Matsumura n’avait pourtant pas esquissé un seul geste. II était toujours là, les bras ballants. Des gouttes de sueur perlaient sur le front du graveur tandis qu’il redressait sa tête devenue livide. Il eut des difficultés de se remettre debout. Que lui était-il donc arrivé? II lui sembla avoir été terrassé par le regard insoutenable que lui avait jeté Matsumura, regard qui l’atteignit jusque dans ses entrailles. Etait-ce possible? Le pauvre artisan n’en revenait pas. Mais il ne put abandonner, son honneur était en jeu. II se remit donc en garde et avança. A peine eut-il fait quelques pas qu’il s’arrêta, incapable d’aller plus loin. Fasciné par le regard de Matsumura, il était comme pris au piège, comme vidé de sa substance.

Ne pouvant détacher ses yeux de ceux de l’adversaire, le graveur tenta un suprême effort pour briser cette fascination ; il poussa, de tout ce qui lui restait de force, un kiai … sans effet. Les yeux de Matsumura n’avaient même pas cilIé. Désespéré, le graveur abaissa sa garde et se mit à reculer.

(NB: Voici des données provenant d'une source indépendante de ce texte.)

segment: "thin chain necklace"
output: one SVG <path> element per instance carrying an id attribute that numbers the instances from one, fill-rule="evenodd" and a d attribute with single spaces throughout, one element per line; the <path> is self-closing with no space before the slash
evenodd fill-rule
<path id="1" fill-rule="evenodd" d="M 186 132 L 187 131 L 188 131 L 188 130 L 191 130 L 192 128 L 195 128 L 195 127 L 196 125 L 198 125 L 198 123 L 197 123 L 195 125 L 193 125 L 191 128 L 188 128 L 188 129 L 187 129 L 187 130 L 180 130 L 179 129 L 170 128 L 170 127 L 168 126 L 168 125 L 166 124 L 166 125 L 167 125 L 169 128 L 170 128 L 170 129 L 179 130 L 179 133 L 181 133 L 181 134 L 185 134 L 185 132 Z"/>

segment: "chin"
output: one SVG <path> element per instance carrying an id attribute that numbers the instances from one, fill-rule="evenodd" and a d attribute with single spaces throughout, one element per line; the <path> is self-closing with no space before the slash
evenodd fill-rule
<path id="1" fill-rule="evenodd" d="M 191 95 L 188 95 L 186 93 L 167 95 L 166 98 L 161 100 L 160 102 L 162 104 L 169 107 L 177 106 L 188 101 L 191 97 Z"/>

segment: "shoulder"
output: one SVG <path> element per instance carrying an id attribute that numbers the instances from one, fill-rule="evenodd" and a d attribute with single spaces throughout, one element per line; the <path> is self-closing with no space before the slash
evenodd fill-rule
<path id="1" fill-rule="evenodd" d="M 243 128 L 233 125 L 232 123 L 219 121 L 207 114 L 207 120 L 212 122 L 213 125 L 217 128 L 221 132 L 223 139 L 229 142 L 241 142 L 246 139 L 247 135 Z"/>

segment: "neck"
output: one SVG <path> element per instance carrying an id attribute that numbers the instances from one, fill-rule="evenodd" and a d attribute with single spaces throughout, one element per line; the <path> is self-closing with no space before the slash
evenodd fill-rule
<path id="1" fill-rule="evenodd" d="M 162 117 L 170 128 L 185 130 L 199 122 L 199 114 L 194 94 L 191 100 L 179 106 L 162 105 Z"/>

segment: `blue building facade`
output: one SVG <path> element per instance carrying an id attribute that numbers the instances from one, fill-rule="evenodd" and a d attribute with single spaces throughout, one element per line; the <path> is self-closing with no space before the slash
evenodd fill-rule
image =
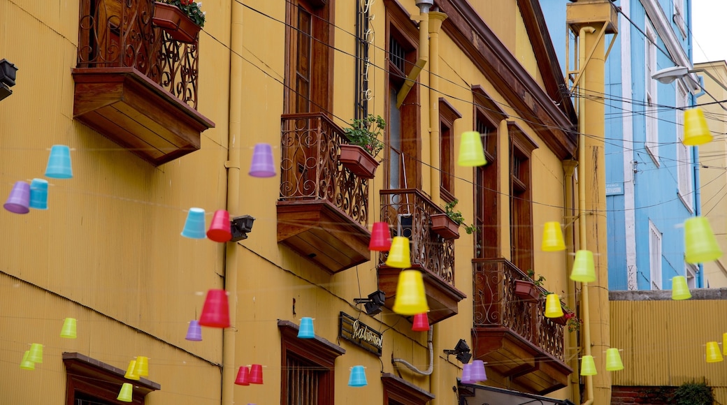
<path id="1" fill-rule="evenodd" d="M 691 68 L 691 1 L 614 5 L 619 33 L 606 61 L 603 95 L 608 289 L 670 290 L 675 276 L 702 287 L 702 272 L 684 261 L 682 227 L 699 213 L 697 150 L 681 143 L 683 109 L 695 103 L 699 79 L 662 83 L 651 77 L 677 65 Z M 566 2 L 543 0 L 542 9 L 565 67 Z"/>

– II serait temps de passer à l’attaque, autrement qu’en criant, lui dit en souriant Matsumura.
– C’est incroyable. Cela me dépasse. Moi qui n’ai jamais perdu un seul combat … Mais tant pis, il faut en finir. Mieux vaut mourir que perdre la face, murmura l’artisan avant de lancer son attaque suicide. II n’eut même pas le temps d’exécuter son mouvement qu’il fut arrêté dans son élan par un kiai de Matsumura, un cri fantastique venu des profondeurs de l’être, d’un autre monde. Gisant sur le sol, comme paralysé, le graveur balbutia plusieurs fois les mêmes mots avant de pouvoir se faire entendre:

-J’abandonne, j’abandonne, …

L’artisan tourna ensuite péniblement sa tête vers son vainqueur et lui déclara piteusement:

– Quel insensé j’ai été de vouloir vous provoquer. Mon niveau est ridicule à côté du vôtre.
– Je ne crois pas, répondit Matsumura, je suis certain que vous avez un excellent niveau. Dans d’autres conditions, je crains que j’aurais pu être battu, je crois que la raison est la suivante : vous n’étiez décidé qu’à gagner; j’étais tout à fait déterminé à mourir si je perdais. Là est toute la différence entre nous. Hier, quand je suis entré dans votre boutique, j’étais complètement absorbé par ma mélancolie, mes ennuis avec le chef du clan. Quand vous m’avez provoqué, ces petites tracasseries se sont évanouies. J’ai réalisé qu’elles étaient des détails sans réelle importance. Votre défi m’a remis en face de l’essentiel.